A working approach - Alerts, Notification, and Diagnostics

When laying out your monitoring strategy, think about what are the alerts, notifications, and diagnostics you need to be sure you can answer the essential questions.

  • Alerts: Also known as alarms, Alerts are designed to inform you whenever a business critical service isn’t working or will imminently fail. Alerts should go to your on-call staff, 24×7. If it isn’t something you’d resolve outside of business hours, it isn’t alert-worthy.
  • Notification: Like an alert, your monitoring system should reach out and inform you about these events, but either the information is less severe or it isn’t a business critical service. Notifications generally don’t go to your on-call staff but instead to a regular queue to be reviewed during business hours.
  • Diagnostics: Diagnostic monitoring helps you resolve problems quickly, avoid them if possible, and provide business optimization. This gets to question #3 on our list and can help with question #2.

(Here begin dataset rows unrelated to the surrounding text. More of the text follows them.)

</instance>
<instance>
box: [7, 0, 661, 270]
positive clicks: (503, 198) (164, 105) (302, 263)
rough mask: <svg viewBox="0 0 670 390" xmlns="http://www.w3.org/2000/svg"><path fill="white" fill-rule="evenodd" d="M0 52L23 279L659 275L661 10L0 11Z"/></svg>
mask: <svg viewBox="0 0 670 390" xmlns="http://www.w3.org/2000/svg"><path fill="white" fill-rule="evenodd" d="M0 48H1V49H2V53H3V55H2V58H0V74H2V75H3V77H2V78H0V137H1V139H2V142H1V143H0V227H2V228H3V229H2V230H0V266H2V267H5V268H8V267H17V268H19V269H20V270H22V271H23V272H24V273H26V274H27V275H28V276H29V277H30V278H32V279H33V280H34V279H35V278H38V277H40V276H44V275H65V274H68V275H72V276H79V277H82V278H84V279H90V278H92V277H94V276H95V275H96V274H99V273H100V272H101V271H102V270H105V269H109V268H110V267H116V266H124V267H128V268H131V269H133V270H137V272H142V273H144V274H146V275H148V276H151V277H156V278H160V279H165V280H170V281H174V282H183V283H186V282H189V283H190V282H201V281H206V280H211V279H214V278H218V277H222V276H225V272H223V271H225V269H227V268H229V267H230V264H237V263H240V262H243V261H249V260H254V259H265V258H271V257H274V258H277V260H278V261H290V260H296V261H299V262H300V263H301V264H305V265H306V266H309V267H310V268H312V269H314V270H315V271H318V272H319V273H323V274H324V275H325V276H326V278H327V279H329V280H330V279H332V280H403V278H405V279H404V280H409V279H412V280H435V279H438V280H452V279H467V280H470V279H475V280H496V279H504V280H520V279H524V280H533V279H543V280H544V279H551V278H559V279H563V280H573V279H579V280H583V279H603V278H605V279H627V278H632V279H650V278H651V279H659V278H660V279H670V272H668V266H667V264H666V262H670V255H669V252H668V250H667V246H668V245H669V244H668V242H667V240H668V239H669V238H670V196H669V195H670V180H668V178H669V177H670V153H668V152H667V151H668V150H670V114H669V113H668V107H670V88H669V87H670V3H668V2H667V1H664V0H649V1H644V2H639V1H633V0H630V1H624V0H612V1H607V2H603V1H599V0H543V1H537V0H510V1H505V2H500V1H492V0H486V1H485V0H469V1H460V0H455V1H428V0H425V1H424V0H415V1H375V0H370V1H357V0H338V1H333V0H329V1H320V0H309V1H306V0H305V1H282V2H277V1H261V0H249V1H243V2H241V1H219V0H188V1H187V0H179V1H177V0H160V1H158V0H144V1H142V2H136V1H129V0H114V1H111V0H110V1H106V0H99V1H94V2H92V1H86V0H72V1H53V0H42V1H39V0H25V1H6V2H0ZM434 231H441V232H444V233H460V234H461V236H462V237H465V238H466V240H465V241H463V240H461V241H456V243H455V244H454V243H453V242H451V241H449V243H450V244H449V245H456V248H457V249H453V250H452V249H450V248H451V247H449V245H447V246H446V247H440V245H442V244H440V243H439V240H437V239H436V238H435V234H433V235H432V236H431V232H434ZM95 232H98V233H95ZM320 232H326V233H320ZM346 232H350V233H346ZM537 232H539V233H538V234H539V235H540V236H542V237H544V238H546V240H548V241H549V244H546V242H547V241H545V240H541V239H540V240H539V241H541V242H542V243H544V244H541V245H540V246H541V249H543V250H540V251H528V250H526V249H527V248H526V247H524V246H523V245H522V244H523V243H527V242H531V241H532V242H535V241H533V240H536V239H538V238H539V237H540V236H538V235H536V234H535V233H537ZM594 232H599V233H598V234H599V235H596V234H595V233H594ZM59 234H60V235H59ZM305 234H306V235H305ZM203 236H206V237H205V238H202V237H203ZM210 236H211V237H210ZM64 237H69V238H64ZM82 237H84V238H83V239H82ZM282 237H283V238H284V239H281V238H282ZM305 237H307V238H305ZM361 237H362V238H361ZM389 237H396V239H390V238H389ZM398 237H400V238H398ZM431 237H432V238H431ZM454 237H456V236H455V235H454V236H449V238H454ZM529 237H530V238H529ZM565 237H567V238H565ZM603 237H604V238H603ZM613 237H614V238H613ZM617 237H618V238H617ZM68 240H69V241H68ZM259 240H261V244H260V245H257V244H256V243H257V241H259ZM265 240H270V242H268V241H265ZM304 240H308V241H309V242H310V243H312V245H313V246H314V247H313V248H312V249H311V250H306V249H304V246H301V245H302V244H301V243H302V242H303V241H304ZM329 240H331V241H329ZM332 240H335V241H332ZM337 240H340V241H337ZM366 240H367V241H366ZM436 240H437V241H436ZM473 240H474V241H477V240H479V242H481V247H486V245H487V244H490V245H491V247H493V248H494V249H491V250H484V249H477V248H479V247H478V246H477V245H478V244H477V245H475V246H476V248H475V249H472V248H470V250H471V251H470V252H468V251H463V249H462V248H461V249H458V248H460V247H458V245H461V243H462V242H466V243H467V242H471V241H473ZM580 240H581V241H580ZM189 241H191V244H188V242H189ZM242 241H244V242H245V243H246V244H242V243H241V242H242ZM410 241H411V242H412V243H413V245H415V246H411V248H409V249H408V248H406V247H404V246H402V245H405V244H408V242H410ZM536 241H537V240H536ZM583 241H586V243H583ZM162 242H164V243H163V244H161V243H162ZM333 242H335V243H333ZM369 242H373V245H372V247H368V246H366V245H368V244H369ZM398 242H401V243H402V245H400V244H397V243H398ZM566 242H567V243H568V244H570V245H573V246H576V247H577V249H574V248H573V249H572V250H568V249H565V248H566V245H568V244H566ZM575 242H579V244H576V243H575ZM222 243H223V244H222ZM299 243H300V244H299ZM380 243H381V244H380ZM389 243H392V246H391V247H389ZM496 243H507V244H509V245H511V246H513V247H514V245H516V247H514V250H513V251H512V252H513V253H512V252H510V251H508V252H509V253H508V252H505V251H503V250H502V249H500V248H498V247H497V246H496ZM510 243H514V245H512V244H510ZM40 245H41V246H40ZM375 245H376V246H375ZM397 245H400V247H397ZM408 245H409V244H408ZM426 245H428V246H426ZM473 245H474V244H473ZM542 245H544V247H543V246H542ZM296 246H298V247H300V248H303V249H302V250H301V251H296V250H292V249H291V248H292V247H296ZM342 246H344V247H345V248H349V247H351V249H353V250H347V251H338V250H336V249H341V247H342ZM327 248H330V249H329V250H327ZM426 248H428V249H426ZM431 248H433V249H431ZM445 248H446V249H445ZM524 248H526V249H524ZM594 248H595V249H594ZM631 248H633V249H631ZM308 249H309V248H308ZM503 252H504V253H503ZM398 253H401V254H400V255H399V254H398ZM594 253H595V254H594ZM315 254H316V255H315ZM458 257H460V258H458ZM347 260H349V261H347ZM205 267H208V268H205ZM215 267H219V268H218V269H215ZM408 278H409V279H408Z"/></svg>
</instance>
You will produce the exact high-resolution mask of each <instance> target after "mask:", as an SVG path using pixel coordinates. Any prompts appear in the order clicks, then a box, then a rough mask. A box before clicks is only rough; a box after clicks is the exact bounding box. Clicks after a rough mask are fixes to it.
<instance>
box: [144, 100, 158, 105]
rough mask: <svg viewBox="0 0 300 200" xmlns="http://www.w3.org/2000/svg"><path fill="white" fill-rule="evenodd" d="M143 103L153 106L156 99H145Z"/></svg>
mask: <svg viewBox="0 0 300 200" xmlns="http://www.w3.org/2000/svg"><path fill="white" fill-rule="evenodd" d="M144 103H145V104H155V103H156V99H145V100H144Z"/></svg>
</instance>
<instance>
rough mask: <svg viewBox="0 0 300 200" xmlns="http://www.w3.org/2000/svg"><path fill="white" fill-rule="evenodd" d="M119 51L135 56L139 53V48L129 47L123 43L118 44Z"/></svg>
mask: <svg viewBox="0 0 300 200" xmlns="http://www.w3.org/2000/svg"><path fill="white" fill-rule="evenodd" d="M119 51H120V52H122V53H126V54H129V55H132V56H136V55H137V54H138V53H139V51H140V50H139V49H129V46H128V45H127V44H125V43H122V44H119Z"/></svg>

One problem with most tools is that achieving a useful alert configuration is very difficult. They either generate alerts at the drop of a hat or don’t notify you of the most important things. A main reason for this challenge is that most don’t monitor your environment from the standpoint of your services. They instead look for events at the OS level and presume to know what they indicate at the service level. This is considerably simpler for the product to do because it doesn’t require any particular information about your business or environment, but it doesn’t give you a user’s view of your services.

In the end, with rare exception alerting based on operating system generic information doesn’t work well, the signal to noise ratio is generally not good enough. Instead, for the best quality alerts focus on service-based probing. The goal of alerts is to trigger your on-call staff to investigate and resolve an issue. They don’t need to be perfect in what they tell you; the goal isn’t to have the alert provide a detailed diagnostic, but rather to get a person engaged when and only when it is necessary. You should make every effort to ensure that alerts are successful. Ideally, you want them to depend on the least amount of infrastructure to work. For example, if possible avoid using any mail relay to send alerts to ensure that a local email outage doesn’t prevent you from receiving any alerts. For example, you may want to get an external email account that notifies the on-call cell phone/blackberry/whatever and also sends a notification back to your internal email system for archival purposes.

The same constraint doesn’t apply to notifications. Since these are not expected to be handled outside of normal hours, they don’t need to be resilient for email and other infrastructure failures. After all - your alert monitoring will tell you if your infrastructure services fail. Notification can be accomplished through a simple email distribution list or the like. The most important part of a notification mechanism is that it reaches out and get your attention without any users having to take action on their own.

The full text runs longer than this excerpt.